The Court has held that "[f]ailure to state a cause of action and lack of cause of action are distinct grounds to dismiss a particular action."25 The Court explained that failure to state a cause of action refers to the insufficiency of the allegations in the pleading, while lack of cause of action refers to the insufficiency of the factual basis for the action.26 A dismissal for failure to state a cause of action may be raised at the earliest stages of the proceedings through a motion to dismiss under Rule 16 of the Rules.27 On the other hand, a dismissal for lack of cause of action may be raised at any time after the questions of fact have been resolved on the basis of stipulations, admissions, or evidence presented by the plaintiff.28 In determining the existence of a cause of action, the court may only consider the allegations in the complaint.29
The RTC's dismissal of the case is for failure to state a cause of action rather than for lack of cause of action. This is clear from the RTC's statement that in resolving the issue, it "re-examined the allegations in the Complaint and its annexes."30 Unfortunately, the terms are sometimes used interchangeably by the courts and the parties without regard to their distinction. The ground "lack of cause of action" has been frequently confused with the ground "failure to state a cause of action."31 Nevertheless, despite the RTC's improper use of the term, it actually dismissed the complaint for failure to state a cause of action.

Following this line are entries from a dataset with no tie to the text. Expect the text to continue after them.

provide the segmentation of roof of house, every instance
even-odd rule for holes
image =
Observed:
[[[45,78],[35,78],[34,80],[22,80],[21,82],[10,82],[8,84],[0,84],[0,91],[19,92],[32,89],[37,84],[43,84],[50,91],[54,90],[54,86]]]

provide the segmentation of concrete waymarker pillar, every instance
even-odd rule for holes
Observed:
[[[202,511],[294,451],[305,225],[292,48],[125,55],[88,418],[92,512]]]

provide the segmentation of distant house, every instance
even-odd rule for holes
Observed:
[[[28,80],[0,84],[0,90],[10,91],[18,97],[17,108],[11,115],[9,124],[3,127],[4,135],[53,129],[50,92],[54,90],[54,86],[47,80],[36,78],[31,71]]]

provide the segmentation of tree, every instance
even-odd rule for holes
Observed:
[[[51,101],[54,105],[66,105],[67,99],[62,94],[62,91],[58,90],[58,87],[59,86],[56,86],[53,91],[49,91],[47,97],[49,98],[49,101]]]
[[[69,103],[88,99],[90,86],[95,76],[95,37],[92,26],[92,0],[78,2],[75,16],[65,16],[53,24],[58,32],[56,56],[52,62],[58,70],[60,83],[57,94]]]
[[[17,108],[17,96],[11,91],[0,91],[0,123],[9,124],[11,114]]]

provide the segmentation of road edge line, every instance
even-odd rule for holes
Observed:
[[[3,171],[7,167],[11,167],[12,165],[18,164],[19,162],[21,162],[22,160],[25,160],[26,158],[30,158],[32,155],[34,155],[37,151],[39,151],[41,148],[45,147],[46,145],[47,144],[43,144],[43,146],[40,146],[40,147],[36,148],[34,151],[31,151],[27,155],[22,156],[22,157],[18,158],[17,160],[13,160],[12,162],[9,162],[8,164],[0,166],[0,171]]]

The RTC, in resolving the issue, likewise reiterated that Garcia was only a substitute tenant and not an heir of Francia. As such, the RTC ruled that the designation of Garcia as Francia's tenant could not be the basis for an action for reconveyance.

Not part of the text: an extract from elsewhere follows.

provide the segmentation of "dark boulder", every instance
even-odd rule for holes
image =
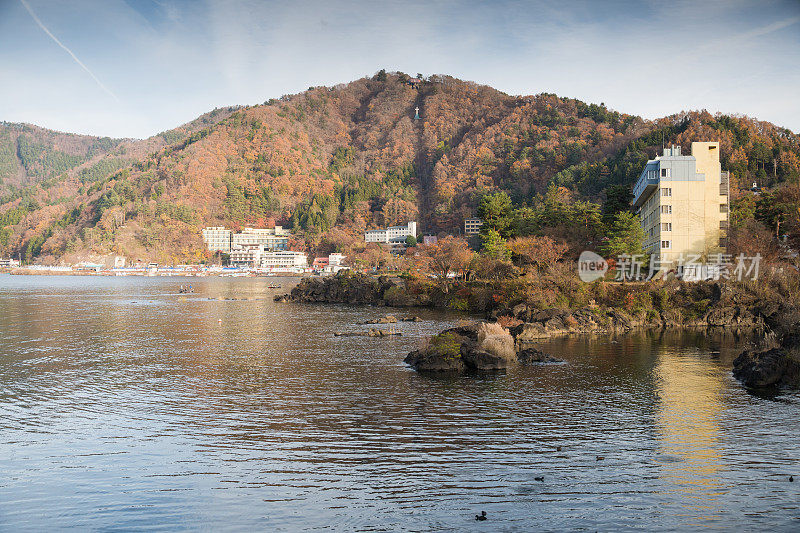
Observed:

All told, the Court finds no cogent reason to reverse the RTC in dismissing the complaint.
WHEREFORE, the petition is DENIED for lack of merit.
Perlas-Bernabe, S.A.J., (Chairperson), A. Reyes, Jr., Hernando, and Delos Santos, JJ., concur.
1 Rollo, at 9-71, under Rule 45 of the 1997 Rules of Civil Procedure.
2 Benilda G. Galvez, Dahlia Carmencita C. Garcia, and Wilma G. Cabrera, id. at 102.
3 Rollo, pp. 77-33; penned by Presiding Judge Isidra A. Argañosa-Maniego.
4 Id. at 84-85.
5 Id. at 93-101.
6 Id. at 73.
7 The documents attached to the Special Power of Attorney in favor of Josefina Garcia-Doblada and Jose Doblada are the heirs' driver's licenses issued in California.
8 Rollo, p. 75.
9 Id. at 77-83.
10 Id. at 82.
11 Id. at 85.
12 670 Phil. 274 (2011).
13 Id. at 285.
15 Rollo, pp. 58-59.
16 Id. at 62.
17 Id. at 63.
18 Id. at 66.
19 Id. at 109, Annex B to the petition.
20 See Millena v. Court of Appeals, 381 Phil. 132 (2000).
21 Heirs of Villanueva v. Heirs of Syquia Mendoza, 810 Phil. 172 (2017).
22 Toledo v. Court of Appeals, 765 Phil. 649 (2015).
23 Spouses Yabut v. Alcantara, 806 Phil. 745 (2017).
25 Zuñiga-Santos v. Santos-Gran, 745 Phil. 171, 177 (2014).
26 Id. at 177.
27 Id. at 177-178.
28 Id. at 178.
29 Aquino, et al. v. Quiazon, et al., 755 Phil. 793 (2015).
30 Rollo, p. 79
31 Aquino, et al v. Quiazon, et al., supra, note 29 at 807.